Giroux made this comment at Tuesday’s finance committee meeting when Conservative MP Pierre Poilievre asked if it was “possible or realistic” for the federal debt to reach $ 1 trillion this fiscal year.
“Possible, yes. Realistic? Yes. Certainly not unthinkable,” replied Giroux.
The comment comes two weeks after Giroux also predicted that the federal deficit for the year could reach more than $ 252 billion due to the emergency economic programs the government has put in place to help Canadians cope with the loss of jobs and income during hatching, if applicable. business closures are slowly eased from summer to December and oil prices remain low.
On Tuesday, he said the figure was “optimistic”.
“The figure of $ 252 billion is most likely the very optimistic scenario, as opposed to the deficit figure for the current fiscal year,” said Giroux.
He said that the measures announced by the government are supposed to be temporary and that, once programs like the Canada Emergency Benefit and the wage subsidy expire and the economy recovers, the debt to debt ratio Canada’s GDP is expected to “stabilize”.
“However, if some of the measures are extended or made permanent, the federal debt ratio could continue to increase,” warned Giroux.
Pressured by Canada’s economic recovery plan, Prime Minister Justin Trudeau has given reporters no indication of what will be done to cure the battered economy and reduce the growing deficit.
“There will be time after all this is done while we find out exactly how it is going, where we will have to make the next decisions on the appearance of this recovery,” Trudeau told a press conference on 30 April, the day the initial $ 252- a billion dollars was released from the PBO’s office.
“But right now, our goal is to get through this together as a country.”
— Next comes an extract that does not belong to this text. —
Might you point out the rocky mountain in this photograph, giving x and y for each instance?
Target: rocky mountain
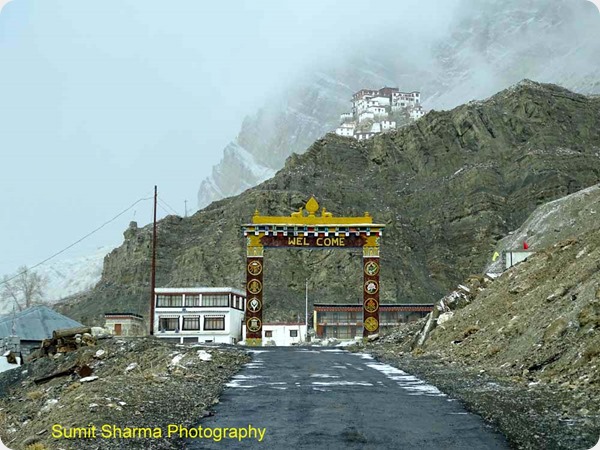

However, Giroux said that the government can do something now to help predict the economic damage and understand the steps that will need to be taken on the road to economic recovery. He wants the government to provide a financial update.
“The government probably has an idea in mind of how much it wants to spend on potential stimulus packages, but we don’t have that information,” said Giroux.
On May 4, when Trudeau was pressured into knowing whether the government would be delivering its budget soon, he said the government had no timetable for sharing this kind of tax information at the moment.
“We will find ways to share this with you, but we have not yet been able to determine what is the best way to review a budget or economic update or perhaps another way to share information. with Canadians on what we plan for the coming months, “said Trudeau.
However, he said that the government is open to different ways of communicating economic information to Canadians.
“Nothing is at stake,” said Trudeau.